Page MenuHomePhabricator

Add an auto-formatter to AbuseFilter
Open, LowestPublic

Description

This is very low-prio. AF could have an auto-formatter, activated by a button next to "check syntax", that would apply style changes to the code of the filter. E.g. spaces around operators and parentheses, linebreaks where applicable, etc.

Event Timeline

Daimona triaged this task as Lowest priority.Jan 1 2020, 1:43 PM
Daimona added a project: User-Daimona.

A quick note: this is best done by pretty-printing the code from the AST. Avoid a bunch of ad-hoc regex replaces if possible.

A quick note: this is best done by pretty-printing the code from the AST. Avoid a bunch of ad-hoc regex replaces if possible.
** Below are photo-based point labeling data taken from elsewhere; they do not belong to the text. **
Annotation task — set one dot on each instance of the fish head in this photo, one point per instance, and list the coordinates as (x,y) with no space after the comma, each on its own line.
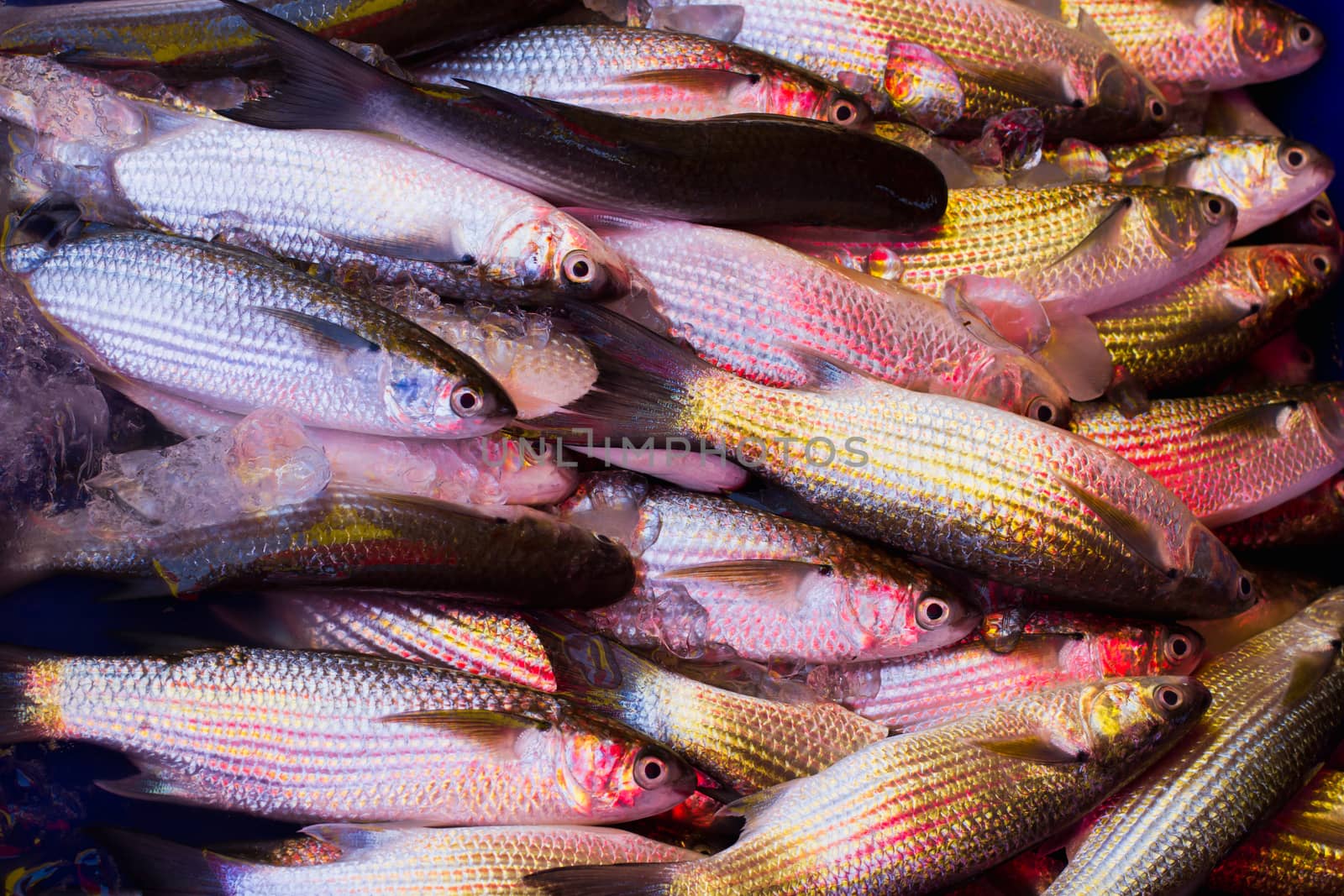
(1129,716)
(612,773)
(1272,42)
(1186,223)
(546,249)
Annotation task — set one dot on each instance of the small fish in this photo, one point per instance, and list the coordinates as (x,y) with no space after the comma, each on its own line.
(963,484)
(237,332)
(1218,315)
(1230,457)
(329,736)
(1277,703)
(714,575)
(931,689)
(1267,177)
(1086,248)
(745,743)
(376,860)
(707,170)
(319,196)
(418,627)
(648,74)
(1299,852)
(342,537)
(855,828)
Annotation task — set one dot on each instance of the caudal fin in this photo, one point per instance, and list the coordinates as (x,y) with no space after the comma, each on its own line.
(24,708)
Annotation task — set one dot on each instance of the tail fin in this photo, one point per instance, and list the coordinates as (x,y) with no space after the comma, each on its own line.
(24,707)
(652,879)
(163,868)
(644,380)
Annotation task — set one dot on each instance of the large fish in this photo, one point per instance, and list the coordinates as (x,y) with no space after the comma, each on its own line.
(766,312)
(1005,55)
(1084,246)
(202,34)
(329,736)
(237,332)
(1218,315)
(1230,457)
(340,537)
(714,574)
(967,485)
(319,196)
(1277,705)
(649,74)
(929,689)
(1267,177)
(385,860)
(916,813)
(707,170)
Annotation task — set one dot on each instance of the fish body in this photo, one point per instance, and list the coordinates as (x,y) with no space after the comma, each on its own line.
(1085,246)
(1277,705)
(766,312)
(705,170)
(1230,457)
(714,574)
(934,688)
(971,486)
(1218,315)
(437,629)
(333,197)
(327,736)
(237,332)
(202,34)
(1005,56)
(651,74)
(373,860)
(1205,45)
(855,829)
(343,537)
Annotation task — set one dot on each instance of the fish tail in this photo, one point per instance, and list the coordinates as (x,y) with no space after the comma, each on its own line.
(644,385)
(323,86)
(29,710)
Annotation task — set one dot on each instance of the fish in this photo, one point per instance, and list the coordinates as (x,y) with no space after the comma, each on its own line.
(1200,45)
(1005,55)
(1230,457)
(706,170)
(1218,315)
(1267,177)
(920,692)
(766,312)
(203,35)
(340,537)
(375,860)
(1299,852)
(963,484)
(648,74)
(1085,248)
(1316,517)
(237,332)
(718,577)
(1277,703)
(745,743)
(318,196)
(855,828)
(441,631)
(307,736)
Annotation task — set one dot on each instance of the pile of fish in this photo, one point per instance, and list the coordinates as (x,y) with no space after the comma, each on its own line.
(785,446)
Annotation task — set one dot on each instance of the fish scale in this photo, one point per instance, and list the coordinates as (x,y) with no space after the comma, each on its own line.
(304,736)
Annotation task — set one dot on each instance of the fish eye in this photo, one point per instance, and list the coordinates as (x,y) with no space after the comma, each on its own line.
(933,613)
(467,401)
(1169,698)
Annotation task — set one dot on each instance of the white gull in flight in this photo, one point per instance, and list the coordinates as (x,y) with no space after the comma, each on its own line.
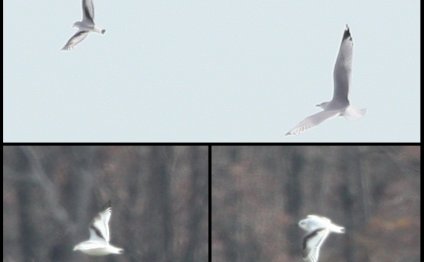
(85,26)
(98,243)
(339,105)
(318,228)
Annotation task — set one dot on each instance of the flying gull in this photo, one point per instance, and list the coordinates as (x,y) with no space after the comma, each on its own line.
(318,228)
(98,243)
(339,105)
(85,26)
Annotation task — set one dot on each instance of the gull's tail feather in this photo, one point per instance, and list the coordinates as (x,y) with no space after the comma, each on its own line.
(337,229)
(354,113)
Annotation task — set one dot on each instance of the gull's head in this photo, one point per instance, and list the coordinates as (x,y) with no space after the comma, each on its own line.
(304,224)
(77,247)
(323,105)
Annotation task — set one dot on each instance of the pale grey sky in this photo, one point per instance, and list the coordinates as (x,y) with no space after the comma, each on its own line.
(209,71)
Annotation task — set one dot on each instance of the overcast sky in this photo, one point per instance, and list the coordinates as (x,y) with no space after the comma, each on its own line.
(210,71)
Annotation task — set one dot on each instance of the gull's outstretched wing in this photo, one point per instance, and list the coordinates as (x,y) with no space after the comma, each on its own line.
(75,39)
(88,11)
(312,121)
(100,226)
(312,243)
(342,70)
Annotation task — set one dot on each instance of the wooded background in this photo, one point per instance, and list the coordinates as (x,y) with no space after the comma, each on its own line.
(159,200)
(259,193)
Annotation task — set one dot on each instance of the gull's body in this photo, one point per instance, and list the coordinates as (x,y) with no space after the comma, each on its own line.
(318,228)
(85,26)
(98,243)
(339,105)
Definitely :) That's the implementation I was thinking of. I think it wouldn't be super-hard to add an API module which would get the tokenized filter, and format it with spaces.

Before this can be done (and I have some ideas about doing it) we should establish the preferred formatting to be used; I would suggest discussions on enwiki/meta/mediawiki or somewhere else where users who edit abuse filters can chime in - we shouldn't apply formatting that most users would disagree with / formatting applied should follow general practices among users.

Before this can be done (and I have some ideas about doing it) we should establish the preferred formatting to be used; I would suggest discussions on enwiki/meta/mediawiki or somewhere else where users who edit abuse filters can chime in - we shouldn't apply formatting that most users would disagree with / formatting applied should follow general practices among users.

Or we can also implement a "standard" formatting (see below), and change it later if someone has better ideas. This formatting should only happen if and when the user hits a button and then saves the filter, so I think it can't hurt.

As for the formatting, I'd propose this sketch:

  • spaces surrounding identifiers, keywords, literals, operators (not unarys) and parentheses.
  • No space around square brackets
  • A single space after commas
  • A single space before unarys operators
  • Break long lines at x (= 80?) characters
    • Try to keep parenthesized expressions on their own line, if they fit the char limit
    • Break points should be: operators (not unary), parentheses, and semicolons
    • If a plain list of operators (arithmetic or logic) must be broken, then each element of the list should go on its own line
      • Per item above, a parenthesized expression inside a list counts as a single element
    • After a semicolon, insert a double break
    • If a function call must be broken:
      • If the function is variadic, put as many arguments as possible on each line
      • If it's not variadic, put an argument on each line (TODO: does this make sense?)
    • Operators should go at the end of the line
    • What about open parentheses after an operator? Should they go at the end of the line, after the operator, or alone on the next line? This is in case the parenthesized expression cannot fit on a single line.
  • if/then[/else]: either the whole thing fits into a single line, or we break it after then, the "iftrue" statement, the else, the else statement, and the final end
  • Proper indentation TBD. Maybe one extra level for every pair of parentheses, no extra levels for consecutive operations. Use tabs?
  • "Big" problem: comments. They're discarded when tokenizing the code, hence they're not represented in the AST. We cannot write a formatter if we don't fix this.
  • It'd be cool if the formatter could also remove unneeded parentheses, however this conflicts with the item below.
  • Important, and it should be obvious, but I'm writing this down anyway: the "raw" code and the "formatted" code should be mapped to the same AST. Which means that we won't have to cache the same code twice. There should be lots of tests for autoformatting, and some of those should ensure that the AST is invariant under the effect of the pretty-print.

As I said, this is just a sketch. More things can be decided, or changed, while implementing it. If some of my examples above are unclear, please ask and I can write down some examples.

I also think that the AST should be used, not the list of tokens, because some of the things above cannot be done with a plain ordered list.

I don't think this can reasonably be implemented within the grant, especially given the priority, but perhaps we can make a start and determine what this formatter is going to look like, what style to use, where to ask for feedback, etc.

I should also note that, while this is not a fundamental feature, filters should always be as much readable as possible; many filters are not such, mainly because they used to be written in a plain textarea until 2018 when we implemented the Ace-based editor. Hence, having a formatter is more than just an optional.

Too low priority to fit within the grant scope.